After my post two days ago, I got a few comments regretting that I won’t publish detailed numbers anymore. However, many of the people I talked to in recent months were mainly interested in how my experience could be translated to their own expectations.
So here is the ultimate question I get asked. Often. It seems there are quite a few among the exclusive iStockers who are considering dropping exclusivity. This is not new nor surprising but in recent weeks I received a rising number of messages asking exactly that question. The simple answer is: Yes, you can.
The more complicated answer is: It depends on a lot of factors like the amount of work you are willing to invest, the type of images you shoot and the speed you are expecting to recover. There are too many factors involved to be absolute certain.
However, I did. Actually I did get back to my earnings level I had in my last year as an iStock exclusive within 6 months of going non-exclusive. Given the special circumstances, I would say this was exceptionally quick and good. I would not expect that to happen for most other people. I am quite efficient when it comes to computer work and typing, so re-keywording those of my old images that I didn’t have ready was not such a big effort. It was about 1,000 images and took me a few weeks.
At this moment, I have left behind the really bad sales I had on iStock in 2012 and I am tackling the royalty levels I had earned a year before. I am pretty optimistic I will soon reach a new level of income that goes into the region of my best months. And given my personal development I am now working with absolute certainty that 2015 will be my best selling year ever.

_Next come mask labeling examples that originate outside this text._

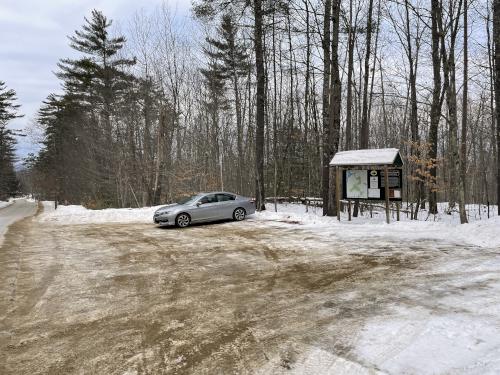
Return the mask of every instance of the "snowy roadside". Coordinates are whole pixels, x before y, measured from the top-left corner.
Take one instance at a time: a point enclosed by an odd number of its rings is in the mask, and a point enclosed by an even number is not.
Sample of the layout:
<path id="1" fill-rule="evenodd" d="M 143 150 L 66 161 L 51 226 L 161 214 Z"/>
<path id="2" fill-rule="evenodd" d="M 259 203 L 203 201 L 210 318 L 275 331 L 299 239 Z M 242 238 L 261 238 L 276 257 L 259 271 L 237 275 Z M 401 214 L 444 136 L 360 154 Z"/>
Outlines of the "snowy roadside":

Do not take your revenue for granted
I don’t want to talk anyone out of going non-exclusive – there are too many good reasons for making that decision. I have made that decision myself 15 months ago and until now there was not a single moment I regretted that decision. However, I can not say for sure if I am making more money now than if I would have stayed exclusive and invested the same amount of time and energy.

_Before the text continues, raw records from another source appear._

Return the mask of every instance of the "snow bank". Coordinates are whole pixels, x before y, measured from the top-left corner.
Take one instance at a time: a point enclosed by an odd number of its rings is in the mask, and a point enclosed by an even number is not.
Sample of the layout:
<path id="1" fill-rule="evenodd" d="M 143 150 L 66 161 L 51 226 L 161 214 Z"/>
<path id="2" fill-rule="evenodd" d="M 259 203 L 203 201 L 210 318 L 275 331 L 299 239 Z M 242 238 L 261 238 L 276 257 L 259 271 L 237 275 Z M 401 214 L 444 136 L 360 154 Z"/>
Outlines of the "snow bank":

Being an exclusive iStock/Getty photographer offers a lot of advantages: You have access to places that cover almost half of the global creative imagery market. As a non-exclusive, you will lose access to parts of that because none of your images will be available through Getty anymore. And at iStock itself, you are not really a microstock contributor – that might have been true five years ago but ever since the introduction of Vetta and the other collections coming up later, iStock also offers midstock pricing for some images, even Signature+ is way beyond what other agencies are asking. Not even the masses of your images which are in Signature today will ever again be sold at prices of $10 for a small version when you go non-exclusive.
Also, the payment is really well: If you are on the 35% or 40% royalty levels, you are earning a higher share of royalties paid than most other agencies will offer. The common range for non-exclusives at other agencies is at 25-30%.
So, the message here is: You have to sell a looooot more images at the lower percentages from lower prices you have to expect from other microstock sites. It’s not just easy to replace what you have at iStock. And do not get fooled: While iStock once was the place where all the cool kids were, today there are cool kids everywhere. Image quality and variety is high at other sites. Don’t believe if you have survived the iStock inspection process, it will be easy to get your images online everywhere else. Not to talk about clients choosing your images over the millions of others.
Consider the future
After having said that, some of those things are not quite certain for the future: While not having any facts, most industry observers are concluding that iStock and Getty have lost market share and revenue over the past years. Jim Pickerell, publisher of “Selling Stock“, has estimated that downloads dropped by 12% on iStockphoto in 2013. In an article where I tried to speculate about the backgrounds of Getty’s Embedded Viewer giving away images for free, I linked to a few stock reports giving insights into the financial situation of Getty. All the information I have access to indicate that Shutterstock is gaining market share from Getty, and all the actions taken from Getty in recent months are indication they see this as well.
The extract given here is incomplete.